Por mais de um século, a Marinha brasileira tentou apagar a história de João Cândido, o marinheiro negro que liderou, em 1910, a revolta contra os castigos físicos impostos quase exclusivamente a praças negros e pobres.
Um documento oficial do Almirantado Brasileiro obtido pelo Intercept Brasil, de 27 de agosto de 1912, ajuda a explicar quem são os responsáveis pela institucionalização desse apagamento.
O papel, localizado nos arquivos da Biblioteca Nacional, trata da substituição de um juiz no Conselho de Guerra responsável por julgar João Cândido e outros marinheiros.
Com o impedimento do presidente do conselho, a função foi assumida pelo capitão-de-fragata Augusto Heleno Pereira. O nome pode soar familiar: trata-se do avô do general Augusto Heleno Ribeiro Pereira, ex-chefe do Gabinete de Segurança Institucional no governo do ex-presidente Jair Bolsonaro.
O Conselho de Guerra foi o instrumento que consolidou a expulsão de João Cândido da Marinha — apesar de ele ter sido absolvido das acusações formais relacionadas à Revolta da Chibata.

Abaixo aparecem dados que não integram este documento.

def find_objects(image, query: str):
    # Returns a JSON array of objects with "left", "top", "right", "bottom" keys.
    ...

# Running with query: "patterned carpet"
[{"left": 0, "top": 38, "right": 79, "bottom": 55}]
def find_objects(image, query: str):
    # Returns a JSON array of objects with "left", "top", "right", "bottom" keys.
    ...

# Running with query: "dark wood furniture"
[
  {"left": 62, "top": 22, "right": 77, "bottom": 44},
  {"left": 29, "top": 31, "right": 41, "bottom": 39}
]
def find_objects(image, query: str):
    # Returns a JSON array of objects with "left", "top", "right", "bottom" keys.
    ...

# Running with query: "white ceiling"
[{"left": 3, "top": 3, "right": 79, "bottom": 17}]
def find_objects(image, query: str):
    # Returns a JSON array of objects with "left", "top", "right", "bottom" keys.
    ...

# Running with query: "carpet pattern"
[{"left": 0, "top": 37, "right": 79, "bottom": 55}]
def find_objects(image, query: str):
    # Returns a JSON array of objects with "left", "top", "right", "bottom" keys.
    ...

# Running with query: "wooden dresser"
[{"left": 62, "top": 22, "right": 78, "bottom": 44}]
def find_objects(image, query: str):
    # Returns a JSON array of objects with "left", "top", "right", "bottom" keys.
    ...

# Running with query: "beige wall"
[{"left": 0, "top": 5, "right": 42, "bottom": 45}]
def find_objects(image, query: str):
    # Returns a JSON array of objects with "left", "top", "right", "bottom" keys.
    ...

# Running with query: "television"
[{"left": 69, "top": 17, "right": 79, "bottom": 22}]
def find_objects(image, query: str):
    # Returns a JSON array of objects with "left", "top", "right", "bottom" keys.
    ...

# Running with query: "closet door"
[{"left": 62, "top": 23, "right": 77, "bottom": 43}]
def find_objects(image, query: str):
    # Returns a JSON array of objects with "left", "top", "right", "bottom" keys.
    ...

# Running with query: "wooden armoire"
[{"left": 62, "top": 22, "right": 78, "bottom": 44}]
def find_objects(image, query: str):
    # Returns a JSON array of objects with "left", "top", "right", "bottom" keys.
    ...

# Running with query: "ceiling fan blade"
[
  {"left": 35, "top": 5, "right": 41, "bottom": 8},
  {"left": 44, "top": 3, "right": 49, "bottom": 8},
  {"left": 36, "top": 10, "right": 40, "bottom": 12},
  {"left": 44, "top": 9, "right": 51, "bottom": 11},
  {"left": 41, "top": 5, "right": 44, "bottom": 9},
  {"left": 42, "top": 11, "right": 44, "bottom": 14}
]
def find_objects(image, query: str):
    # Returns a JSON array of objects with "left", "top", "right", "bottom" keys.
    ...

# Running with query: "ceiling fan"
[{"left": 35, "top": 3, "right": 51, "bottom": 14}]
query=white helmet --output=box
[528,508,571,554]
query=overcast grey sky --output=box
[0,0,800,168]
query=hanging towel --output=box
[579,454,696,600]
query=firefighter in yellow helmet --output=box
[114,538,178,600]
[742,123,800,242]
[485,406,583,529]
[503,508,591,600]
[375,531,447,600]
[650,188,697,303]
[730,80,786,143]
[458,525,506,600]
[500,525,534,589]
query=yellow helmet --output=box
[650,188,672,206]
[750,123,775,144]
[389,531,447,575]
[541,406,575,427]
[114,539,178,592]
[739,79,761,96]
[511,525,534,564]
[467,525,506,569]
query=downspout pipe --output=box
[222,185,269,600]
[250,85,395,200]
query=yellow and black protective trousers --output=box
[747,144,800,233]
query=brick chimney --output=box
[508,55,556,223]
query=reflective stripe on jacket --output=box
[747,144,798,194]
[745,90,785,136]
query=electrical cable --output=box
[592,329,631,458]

O julgamento abriu caminho para uma punição administrativa que o empurrou para décadas de perseguição, miséria e ostracismo.
No texto oficial, o Almirantado informa que, diante do impedimento do presidente do conselho, o capitão de fragata Pedro Max Fernando Frontin, Augusto Heleno Pereira foi nomeado para substituí-lo “para os fins convenientes”. A linguagem seca esconde o peso do ato: o conselho julgava os marinheiros que haviam ousado se insurgir contra a chibata, prática herdada da escravidão e mantida na República.